Memahami Diri Anda sebagai Pria

Unduh PDF
  1. Tekanan peran gender adalah stres dan kecemasan yang berkaitan dengan peran gender bila peran tersebut tidak dapat dipenuhi dengan memadai atau dengan pantas. Ada tiga jenis tekanan utama: [17]
    • Tekanan Ketidaksesuaian . Ini terjadi ketika seorang pria gagal mematuhi norma gender tipikal. Misalnya, seorang pria sedang mengalami depresi dan memutuskan untuk mencari bantuan. Ini adalah ketidaksesuaian dengan gagasan bahwa “pria harus kuat”.
    • Tekanan Trauma . Ini terjadi ketika seorang pria mengalami peristiwa hidup traumatis selama proses sosial untuk menjadi pria yang sebenarnya. Misalnya, seorang pria yang mengalami depresi yang sebagian berkaitan dengan ayahnya yang jantan dan sangat keras dan mengajarkan bahwa “laki-laki tidak boleh menangis”.
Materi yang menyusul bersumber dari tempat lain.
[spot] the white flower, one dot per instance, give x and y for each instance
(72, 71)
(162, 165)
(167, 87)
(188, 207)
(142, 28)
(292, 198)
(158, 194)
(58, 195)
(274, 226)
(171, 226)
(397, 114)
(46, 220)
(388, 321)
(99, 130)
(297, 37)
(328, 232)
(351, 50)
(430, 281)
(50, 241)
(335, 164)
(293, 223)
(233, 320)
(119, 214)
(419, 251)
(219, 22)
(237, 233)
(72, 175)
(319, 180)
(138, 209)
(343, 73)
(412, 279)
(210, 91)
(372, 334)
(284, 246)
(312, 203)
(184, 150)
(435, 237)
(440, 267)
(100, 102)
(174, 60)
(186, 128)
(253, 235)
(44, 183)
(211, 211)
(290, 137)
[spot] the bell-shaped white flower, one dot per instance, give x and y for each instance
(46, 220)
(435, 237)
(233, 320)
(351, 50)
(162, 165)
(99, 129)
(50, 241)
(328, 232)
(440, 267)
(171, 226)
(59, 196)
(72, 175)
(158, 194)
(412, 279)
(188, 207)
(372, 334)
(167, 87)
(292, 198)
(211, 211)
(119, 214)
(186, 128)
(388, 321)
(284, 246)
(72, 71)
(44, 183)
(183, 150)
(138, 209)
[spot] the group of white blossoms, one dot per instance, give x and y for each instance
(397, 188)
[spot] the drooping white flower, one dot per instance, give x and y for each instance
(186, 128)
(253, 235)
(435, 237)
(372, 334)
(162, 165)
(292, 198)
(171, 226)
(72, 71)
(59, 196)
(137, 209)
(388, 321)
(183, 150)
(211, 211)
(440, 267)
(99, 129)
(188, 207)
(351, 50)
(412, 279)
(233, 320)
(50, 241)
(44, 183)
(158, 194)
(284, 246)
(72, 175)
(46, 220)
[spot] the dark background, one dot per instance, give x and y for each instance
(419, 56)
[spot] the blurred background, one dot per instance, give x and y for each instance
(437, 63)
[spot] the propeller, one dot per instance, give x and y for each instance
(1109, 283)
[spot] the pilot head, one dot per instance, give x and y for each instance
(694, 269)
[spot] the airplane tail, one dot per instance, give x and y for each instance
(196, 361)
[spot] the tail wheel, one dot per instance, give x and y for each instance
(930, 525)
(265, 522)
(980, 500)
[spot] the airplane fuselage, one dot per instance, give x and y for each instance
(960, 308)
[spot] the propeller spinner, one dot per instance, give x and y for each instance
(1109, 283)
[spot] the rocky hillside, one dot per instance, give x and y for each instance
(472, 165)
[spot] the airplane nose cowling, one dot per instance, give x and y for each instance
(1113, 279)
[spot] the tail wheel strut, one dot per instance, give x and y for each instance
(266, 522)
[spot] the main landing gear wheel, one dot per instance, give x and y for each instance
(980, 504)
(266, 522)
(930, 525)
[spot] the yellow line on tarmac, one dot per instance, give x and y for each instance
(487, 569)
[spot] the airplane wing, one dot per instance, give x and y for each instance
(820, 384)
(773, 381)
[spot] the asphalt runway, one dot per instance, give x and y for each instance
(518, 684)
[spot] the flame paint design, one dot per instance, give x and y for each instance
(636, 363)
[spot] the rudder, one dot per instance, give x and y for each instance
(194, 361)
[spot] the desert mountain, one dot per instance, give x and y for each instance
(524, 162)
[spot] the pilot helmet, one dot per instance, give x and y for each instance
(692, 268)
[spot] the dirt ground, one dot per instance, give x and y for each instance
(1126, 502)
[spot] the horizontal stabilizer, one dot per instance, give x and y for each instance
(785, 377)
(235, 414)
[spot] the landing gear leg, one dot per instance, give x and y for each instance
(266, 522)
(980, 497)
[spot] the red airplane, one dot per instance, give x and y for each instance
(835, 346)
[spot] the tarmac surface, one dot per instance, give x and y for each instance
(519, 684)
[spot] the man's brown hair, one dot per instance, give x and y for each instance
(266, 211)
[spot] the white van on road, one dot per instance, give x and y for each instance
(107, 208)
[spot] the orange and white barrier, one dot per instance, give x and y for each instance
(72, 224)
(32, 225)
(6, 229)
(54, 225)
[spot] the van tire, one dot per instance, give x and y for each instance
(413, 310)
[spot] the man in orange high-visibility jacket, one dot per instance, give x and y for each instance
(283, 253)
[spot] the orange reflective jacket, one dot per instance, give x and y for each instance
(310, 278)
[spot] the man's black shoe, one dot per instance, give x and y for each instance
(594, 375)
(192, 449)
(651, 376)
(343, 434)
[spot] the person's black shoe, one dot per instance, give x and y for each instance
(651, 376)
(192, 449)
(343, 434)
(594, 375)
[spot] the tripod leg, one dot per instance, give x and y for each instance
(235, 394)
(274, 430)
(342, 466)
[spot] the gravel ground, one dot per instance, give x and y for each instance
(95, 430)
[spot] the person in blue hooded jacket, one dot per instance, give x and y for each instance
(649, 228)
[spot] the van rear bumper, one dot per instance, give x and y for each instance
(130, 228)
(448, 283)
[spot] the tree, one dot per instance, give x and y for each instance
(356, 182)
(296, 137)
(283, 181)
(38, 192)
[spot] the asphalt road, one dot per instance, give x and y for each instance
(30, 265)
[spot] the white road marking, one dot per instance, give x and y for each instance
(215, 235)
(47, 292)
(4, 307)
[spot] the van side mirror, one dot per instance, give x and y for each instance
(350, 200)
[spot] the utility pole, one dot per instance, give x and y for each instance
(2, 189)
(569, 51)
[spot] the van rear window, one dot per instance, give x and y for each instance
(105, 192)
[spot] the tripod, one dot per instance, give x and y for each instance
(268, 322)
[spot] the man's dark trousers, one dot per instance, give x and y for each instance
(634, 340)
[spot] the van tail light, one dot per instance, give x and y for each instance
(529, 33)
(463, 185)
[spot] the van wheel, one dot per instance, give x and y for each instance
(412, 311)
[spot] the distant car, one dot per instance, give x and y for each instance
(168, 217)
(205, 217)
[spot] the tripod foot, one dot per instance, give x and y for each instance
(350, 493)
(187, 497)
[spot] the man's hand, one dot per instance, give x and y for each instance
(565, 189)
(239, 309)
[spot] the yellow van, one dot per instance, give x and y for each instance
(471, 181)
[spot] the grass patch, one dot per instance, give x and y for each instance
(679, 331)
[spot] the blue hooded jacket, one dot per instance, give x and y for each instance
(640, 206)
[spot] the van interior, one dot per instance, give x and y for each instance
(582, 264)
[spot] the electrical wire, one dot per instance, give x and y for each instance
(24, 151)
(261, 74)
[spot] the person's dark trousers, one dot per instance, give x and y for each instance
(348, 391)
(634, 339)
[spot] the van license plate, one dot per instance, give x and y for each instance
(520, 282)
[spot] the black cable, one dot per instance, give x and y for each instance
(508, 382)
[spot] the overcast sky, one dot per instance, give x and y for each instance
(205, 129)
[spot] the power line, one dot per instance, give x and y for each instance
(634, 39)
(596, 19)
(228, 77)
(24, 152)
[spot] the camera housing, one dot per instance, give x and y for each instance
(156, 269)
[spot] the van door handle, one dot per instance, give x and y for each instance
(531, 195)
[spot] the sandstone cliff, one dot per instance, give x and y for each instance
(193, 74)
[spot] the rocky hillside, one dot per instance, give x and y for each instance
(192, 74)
    • Tekanan Disfungsi . Ini terjadi ketika seorang pria memenuhi peran gender yang berbahaya atau menimbulkan kerusakan. Misalnya, jika seorang pria tidak mencari perawatan untuk depresinya berdasarkan gagasan bahwa pria tidak membutuhkan bantuan, depresinya cenderung akan terus berlanjut dan mungkin akan semakin parah.
  2. Sebagai seorang pria, Anda mungkin berada di bawah tekanan untuk mematuhi gagasan ideal tentang maskulinitas. Film, TV, majalah, dan bahkan orang-orang di sekitar Anda memberi petunjuk seperti apa Anda harus bersikap sebagai pria. Akan tetapi, apa yang terjadi bila diri Anda tidak sesuai dengan harapan itu? Apa hubungan ketidakmampuan untuk memenuhi kualifikasi ini dengan siapa diri Anda sebenarnya? Harapan sosial tentang cara menjadi seorang pria bisa sangat berbahaya dan melemahkan penghargaan diri dan citra diri Anda. [18] Dalam beberapa kasus, efek berbahaya ini bahkan semakin buruk. Beberapa pria mencoba mengatasi stres dengan kebiasaan tidak sehat, seperti penyalahgunaan zat-zat terlarang, lari dari kenyataan, dan terlibat dalam kejahatan. [19]
    • Misalnya, kelainan makan telah semakin lazim di kalangan pria karena tekanan sosial bahwa pria harus memiliki tubuh yang bugar, atletis, dan kencang. Pria yang tidak memiliki tipe tubuh “sempurna” ini memiliki rasa penghargaan diri yang rendah dan pada gilirannya menghukum tubuhnya karena tidak sempurna. [20]
    • Perhatikan bahwa karena mengandalkan diri sendiri adalah bagian dari ego pria, para pria sering kali tidak mencari bantuan yang sebenarnya dibutuhkan. [21]
  3. Karena harapan sosial untuk pria sangat tinggi, pria harus mencari cara untuk mengatasi tekanan itu. Kebanyakan pria mengatasi harapan sosial dan tekanan peran gender dengan salah satu dari tiga cara berikut: [22]
    • Mengubah diri untuk memenuhi harapan sosial . Mengubah identitas diri bukanlah hal mudah, dan dalam banyak kasus, pria melakukannya untuk mendapatkan manfaat memenuhi harapan sosial. Bagi pria, manfaat ini besar sekali, antara lain penerimaan dari pria lain, peningkatan penghargaan diri, dan kenaikan status sosial.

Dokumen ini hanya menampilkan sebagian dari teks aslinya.